For more than 12 years, Dave was active with the U.S. Olympic Bobsled Program as a driving coach and team leader. In 2002, he helped lead the first-ever women’s bobsled team to gold and men’s teams to silver and bronze (the first men’s win in 50 years) at the Salt Lake City Olympics.

“Athletics has always been a big part of my life. Going to the Olympics was an incredible experience but at the end of the day you’re developing people; you’re helping people get to a better destination in their lives and becoming the best they can be.”

Dave may have spent some of his professional life on the world stage, but it was at home with his family that he saw the biggest impact.

“The crowning jewel of my athletics was working with our son Dane. He was a high school shot putter and helping him meant so much to me. It’s about watching them grow and creating a community that supports and helps each other.”

Dave is also the director of the Chiropractic Rehabilitation and Sports Injury Department at Palmer Chiropractic College in Davenport.

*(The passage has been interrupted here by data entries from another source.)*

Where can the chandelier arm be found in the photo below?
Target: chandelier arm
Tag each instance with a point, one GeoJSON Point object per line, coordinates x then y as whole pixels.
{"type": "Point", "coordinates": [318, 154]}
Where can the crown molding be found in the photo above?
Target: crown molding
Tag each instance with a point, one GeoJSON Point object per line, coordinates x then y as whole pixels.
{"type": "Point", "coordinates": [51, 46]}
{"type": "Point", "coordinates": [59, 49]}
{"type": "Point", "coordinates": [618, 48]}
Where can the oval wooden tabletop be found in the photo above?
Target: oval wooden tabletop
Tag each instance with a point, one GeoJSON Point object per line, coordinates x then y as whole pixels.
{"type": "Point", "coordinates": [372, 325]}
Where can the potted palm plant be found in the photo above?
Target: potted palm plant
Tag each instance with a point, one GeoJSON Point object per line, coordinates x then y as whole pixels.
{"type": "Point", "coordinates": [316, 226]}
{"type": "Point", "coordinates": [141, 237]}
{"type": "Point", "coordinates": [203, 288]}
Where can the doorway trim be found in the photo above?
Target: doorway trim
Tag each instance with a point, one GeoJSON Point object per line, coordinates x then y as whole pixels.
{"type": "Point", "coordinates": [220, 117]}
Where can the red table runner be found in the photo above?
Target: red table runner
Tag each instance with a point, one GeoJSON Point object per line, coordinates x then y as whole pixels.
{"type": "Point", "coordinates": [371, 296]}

“It’s the same with my work. I enjoy what I do. Whether you’re working with a patient or working with a student to become a doctor, it always comes back to helping people and improving the larger community.”

Isabella Sels

Isabella grew up with a focus on creating art and playing piano, but taking a chance on a summer camp helped her find one of her deepest passions: rowing.

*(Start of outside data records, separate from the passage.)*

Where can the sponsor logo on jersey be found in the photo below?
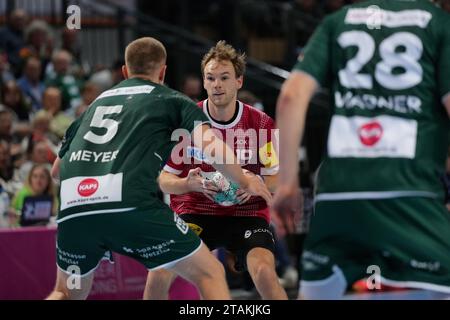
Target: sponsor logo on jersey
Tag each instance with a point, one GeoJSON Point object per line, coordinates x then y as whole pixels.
{"type": "Point", "coordinates": [364, 137]}
{"type": "Point", "coordinates": [196, 228]}
{"type": "Point", "coordinates": [87, 187]}
{"type": "Point", "coordinates": [370, 133]}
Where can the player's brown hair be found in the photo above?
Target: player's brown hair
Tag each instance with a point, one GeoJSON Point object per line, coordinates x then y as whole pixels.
{"type": "Point", "coordinates": [225, 52]}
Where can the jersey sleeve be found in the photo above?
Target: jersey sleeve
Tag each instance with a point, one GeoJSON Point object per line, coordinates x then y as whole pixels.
{"type": "Point", "coordinates": [191, 115]}
{"type": "Point", "coordinates": [315, 59]}
{"type": "Point", "coordinates": [172, 166]}
{"type": "Point", "coordinates": [443, 68]}
{"type": "Point", "coordinates": [68, 136]}
{"type": "Point", "coordinates": [268, 152]}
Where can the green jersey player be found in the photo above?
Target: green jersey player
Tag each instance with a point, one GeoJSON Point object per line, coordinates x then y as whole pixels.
{"type": "Point", "coordinates": [108, 166]}
{"type": "Point", "coordinates": [379, 205]}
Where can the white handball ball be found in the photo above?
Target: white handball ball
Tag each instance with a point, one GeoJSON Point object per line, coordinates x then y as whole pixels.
{"type": "Point", "coordinates": [227, 196]}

In the summer before she started eighth grade, Isabella, inspired by a friend’s older brother, decided to sign up for a summer camp for beginning rowers. That summer, she found close friends, a love of being on the water, and a sport that stuck with her.

Rowing is a year-long sport. When not out on the water, training doesn’t stop, stepping out of the boats and onto rowing machines. Last year, Isabella and her team qualified for the national rowing competition. During spring break, she and her teammates headed down to Sarasota, Florida to train on the national course. Now a sophomore at Pleasant Valley High School, Isabella continues to learn, grow, and challenge herself.

“Rowing has become my main activity. I practice nearly every day. I have goals to work toward and I strive to keep getting better. And our team has goals together.”

Isabella believes persistence, resilience, a willingness to grow and challenge yourself as well as supporting your teammates are important attributes for athletes to have.

“It takes a lot of trust in each other to row and get through a race together, especially when you get into the bigger boats. You must trust that the other people are doing their job while you do yours. It’s all about getting to know your teammates and being in sync with each other.”

Isabella said her faith helps her work through pre-race nerves.

“Rowing isn’t an easy sport. I rely on God to give me confidence and strength, especially when I’m nervous. Being out there, on the water, surrounded by nature, that’s what God created.”